DanielAsarnow · May 31, 2022, 1:03am

I’m seeing some strange reconstruction failures in heterogeneous refinement. It seems to happen when I use some ab initio reconstruction volumes and some other heterogeneous refinment volumes together as the initial references.

The final iteration has results like these:

At a precedeing iteration, it seems the reconstructions have failed:

Before that one, everything looks normal. All the classes are populated. I’m still doing some tests to check but seems like it might be caused by using hard classification and different sized initial references. Will update.

Update

Seems to happen if the references are mixed from ab initio and heterogeneous refinement, and force hard classification is on. Using a previous homogeneous refinement and the ab initio classes seems to work. Different sized references + hard classification triggers it.

wtempel · May 31, 2022, 6:25pm

Assuming you are referring to the box sizes of the input references:

How many input references are there?
What are their box sizes?
What is the Refinement box size (Voxels) of the Heterogeneous Refinement job?
Does a clone of the Heterogeneous Refinement job with Force hard classification turned off behave “normally”?

DanielAsarnow · May 31, 2022, 9:16pm

Example 1 (cryoSPARC 4 beta current patch)

4 references (Het. ref, 3x ab initio)
128 vx, 64 vx, 64 vx, 64 vx
128 vx (data is 96 px)
Yes

Example 2

5 references (Het. ref, 4x ab initio)
128 vx, 64 vx, 64 vx, 64 vx, 64 vx
192 vx (data is 192 px)
Yes

Example 3 (Different dataset, cryoSPARC 3.3.1)

3 references (Homo. ref, 2x ab initio)
288 vx, 64 vx, 64 vx
144 vx (data is 288 px)
Yes

vperetroukhin · June 1, 2022, 2:27pm

@DanielAsarnow we’re working on reproducing this internally! Out of curiosity, is hard classification something you find useful in the hetero refine job?

DanielAsarnow · June 1, 2022, 7:20pm

I actually just started trying it. I usually use 4x Fourier cropped particles for 2D classification, discarding just the most obviously bad classes, and then a Het. refine using 1 good reference and several bad references to remove junk that isn’t really the particle. The bad references are usually a mix of finished ab initio volumes (that look like hole edges or empty micelles) and random-ish volumes with compact support made by starting and immediately killing an ab initio job. This “garbage collection” approach is actually very effective at removing non-particles from most datasets, and doesn’t require much thought or manual inspection. It’s sort of conceptually similar to phase-randomized classification.

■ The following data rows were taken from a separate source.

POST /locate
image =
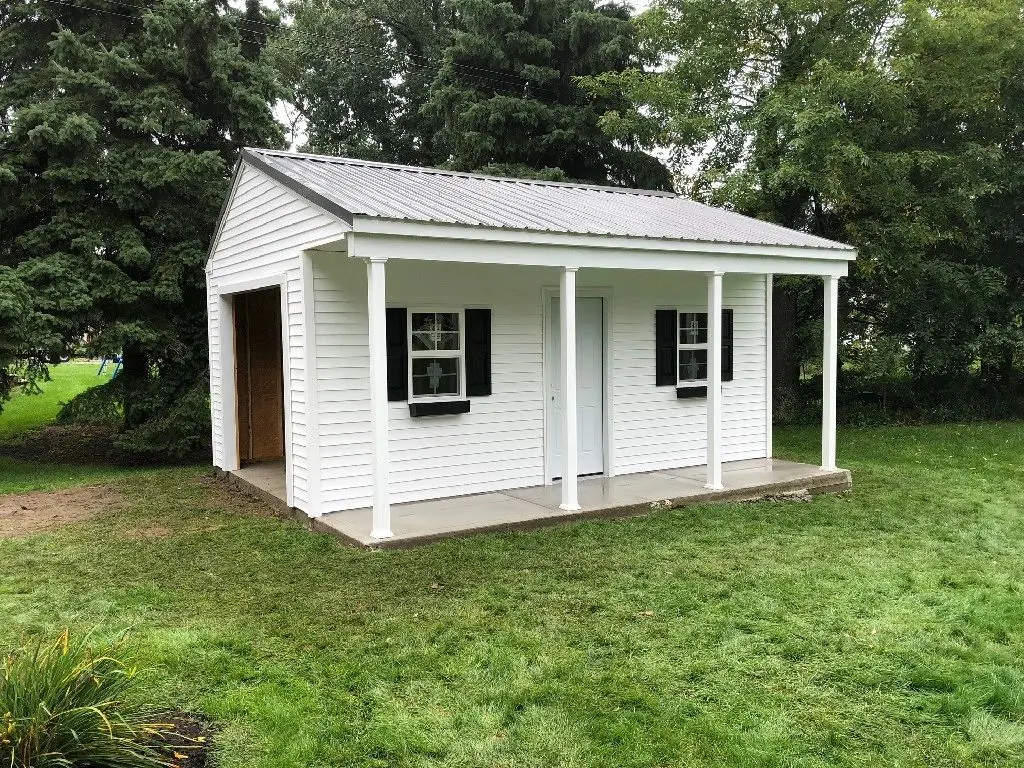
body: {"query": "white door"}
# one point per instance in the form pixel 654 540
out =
pixel 590 387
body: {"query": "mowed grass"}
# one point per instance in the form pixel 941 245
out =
pixel 879 628
pixel 24 413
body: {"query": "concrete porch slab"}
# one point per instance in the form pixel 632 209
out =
pixel 418 522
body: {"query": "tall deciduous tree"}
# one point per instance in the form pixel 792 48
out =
pixel 122 122
pixel 358 72
pixel 894 125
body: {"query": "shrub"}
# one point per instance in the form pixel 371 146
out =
pixel 64 706
pixel 95 407
pixel 182 433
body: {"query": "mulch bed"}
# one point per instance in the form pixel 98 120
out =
pixel 66 444
pixel 187 742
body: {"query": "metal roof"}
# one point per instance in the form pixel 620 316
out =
pixel 357 187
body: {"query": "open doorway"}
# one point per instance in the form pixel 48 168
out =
pixel 259 376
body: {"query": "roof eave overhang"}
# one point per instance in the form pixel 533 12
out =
pixel 296 186
pixel 395 239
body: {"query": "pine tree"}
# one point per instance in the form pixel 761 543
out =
pixel 121 125
pixel 506 98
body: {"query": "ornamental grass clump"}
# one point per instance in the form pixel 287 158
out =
pixel 65 705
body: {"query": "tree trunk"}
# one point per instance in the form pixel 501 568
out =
pixel 134 376
pixel 785 355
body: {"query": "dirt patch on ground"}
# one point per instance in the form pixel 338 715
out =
pixel 150 531
pixel 222 496
pixel 24 514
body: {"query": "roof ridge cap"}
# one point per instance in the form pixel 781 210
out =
pixel 336 160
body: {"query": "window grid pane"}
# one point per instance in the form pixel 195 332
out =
pixel 434 332
pixel 693 328
pixel 693 365
pixel 434 377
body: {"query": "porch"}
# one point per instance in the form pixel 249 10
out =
pixel 519 509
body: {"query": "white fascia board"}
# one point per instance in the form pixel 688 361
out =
pixel 587 256
pixel 403 228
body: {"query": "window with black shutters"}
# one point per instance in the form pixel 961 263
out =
pixel 437 355
pixel 681 349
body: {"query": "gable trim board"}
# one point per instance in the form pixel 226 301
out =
pixel 284 225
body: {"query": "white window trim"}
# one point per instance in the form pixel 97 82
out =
pixel 459 354
pixel 683 383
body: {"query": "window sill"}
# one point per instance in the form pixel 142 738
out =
pixel 442 408
pixel 686 392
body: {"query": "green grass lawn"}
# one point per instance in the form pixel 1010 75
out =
pixel 27 412
pixel 879 628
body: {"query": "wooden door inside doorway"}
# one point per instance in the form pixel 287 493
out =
pixel 259 376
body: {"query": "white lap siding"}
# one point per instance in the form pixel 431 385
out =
pixel 500 443
pixel 652 428
pixel 263 236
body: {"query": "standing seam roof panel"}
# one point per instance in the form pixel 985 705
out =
pixel 382 190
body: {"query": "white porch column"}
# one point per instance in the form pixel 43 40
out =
pixel 828 373
pixel 378 395
pixel 769 376
pixel 714 381
pixel 570 500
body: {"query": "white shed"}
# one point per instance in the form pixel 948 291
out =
pixel 386 335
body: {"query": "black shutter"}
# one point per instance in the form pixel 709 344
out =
pixel 477 352
pixel 666 346
pixel 397 353
pixel 726 345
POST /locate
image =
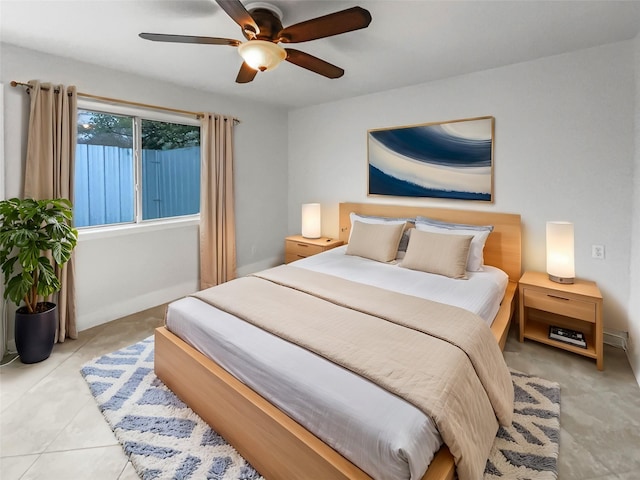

One of my friends suggested hard classification might make sense with this strategy, so that the junk doesn’t affect the good class reconstruction and the bad classes don’t take on features of the real particle.

olibclarke · June 1, 2022, 9:41pm

I just tried this and I see the same thing - all classes go to featureless balls, whereas classification proceeds fine with “force hard classification” off, or if all input classes have been resampled to the same box size.

posertinlab · June 2, 2022, 10:25pm

To add to this (admittedly somewhat off-topic) discussion, I have also found hard classification very helpful when I have one domain that is consistently of very high quality and another which is unstable/unstructured/flexible.

I find that without hard classification, I end up with maps which all look the same — I assume since particles are contributing more-or-less equally to all classes given the large consistent domain.

However, with hard classification, I get classes that have varying quality in the less-structured domain, which I can then use for further refinement/classification.

CryoEM1 · June 3, 2022, 10:49pm

Whats a guy gotta do to become beta4 tester

DanielAsarnow · June 15, 2022, 6:08pm

I can also reproduce this error with all same-size volumes. I used volumes from 2 homo. refine jobs with the same size boxes, set the reconstruction size to 288 voxels (same as the input maps), and turned hard classification on. A clone of the job with the reconstruction size set to 144 vx completed normally.